Sekhmet landed, and the warehouse floor shuddered. Up close, she was even more terrifying. Her skin glowed like liquid gold, and her chest armor and skirt seemed to be woven of tiles made from molten lava. Her hair was like a thick lion’s mane. Her eyes were feline, but they didn’t sparkle like Bast’s or betray any kindness or humor. Sekhmet’s eyes blazed like her arrows, designed only to seek and destroy. She was beautiful the way an atomic explosion is beautiful.
“I smell blood!” she roared. “I will feast on enemies of Ra until my belly is full!”
“Charming,” Sadie whispered. “So Zia...this plan?”
Zia didn’t look so well. She was shivering and pale, and seemed to have trouble focusing on us. “When Ra...when he first called Sekhmet to punish humans because they were rebelling against him...she got out of hand.”
“Hard to imagine,” I whispered, as Sekhmet ripped through the burning wreckage of our boat.
“She started killing everyone,” Zia said, “not just the wicked.

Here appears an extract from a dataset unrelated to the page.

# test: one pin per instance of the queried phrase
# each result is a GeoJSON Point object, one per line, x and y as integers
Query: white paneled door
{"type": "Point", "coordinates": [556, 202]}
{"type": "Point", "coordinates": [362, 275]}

None of the other gods could stop her. She would just kill all day until she was gorged on blood. Then she’d leave until the next day. So the people begged the magicians to come up with a plan, and—”
“You dare hide?” Flames roared as Sekhmet’s arrows destroyed pile after pile of dried peppers. “I will roast you alive!”
“Run now,” I decided. “Talk later.”
Sadie and I dragged Zia between us. We managed to get out of the warehouse just before the whole place imploded from the heat, billowing a spicy-hot mushroom cloud into the sky. We ran through a parking lot filled with semitrailers and hid behind a sixteen-wheeler.
I peeked out, expecting to see Sekhmet walk through the flames of the warehouse. Instead, she leaped out in the form of a giant lion. Her eyes blazed, and floating over her head was a disk of fire like a miniature sun.
“The symbol of Ra,” Zia whispered.
Sekhmet roared: “Where are you, my tasty morsels?” She opened her maw and breathed a blast of hot air across the parking lot. Wherever her breath touched, the asphalt melted, cars disintegrated into sand, and the parking lot turned into barren desert.
“How did she do that?” Sadie hissed.
“Her breath creates the deserts,” Zia said. “That is the legend.”
“Better and better.” Fear was closing up my throat, but I knew we couldn’t hide much longer. I summoned my sword. “I’ll distract her. You two run—”
“No,” Zia insisted. “There is another way.” She pointed at a row of silos on the other side of the lot. Each one was three stories tall and maybe twenty feet in diameter, with a giant chili pepper painted on the side.
“Petrol tanks?” Sadie asked.
“No,” I said. “Must be salsa, right?”
Sadie stared at me blankly. “Isn’t that a type of music?”
“It’s a hot sauce,” I said. “That’s what they make here.”
Sekhmet breathed in our direction, and the three trailers next to us melted into sand. We scuttled sideways and jumped behind a cinder block wall.
“Listen,” Zia gasped, her face beading with sweat. “When the people needed to stop Sekhmet, they got huge vats of beer and colored them bright red with pomegranate juice.”
“Yeah, I remember now,” I interrupted. “They told Sekhmet it was blood, and she drank until she passed out. Then Ra was able to recall her into the heavens. They transformed her into something gentler. A cow goddess or something.”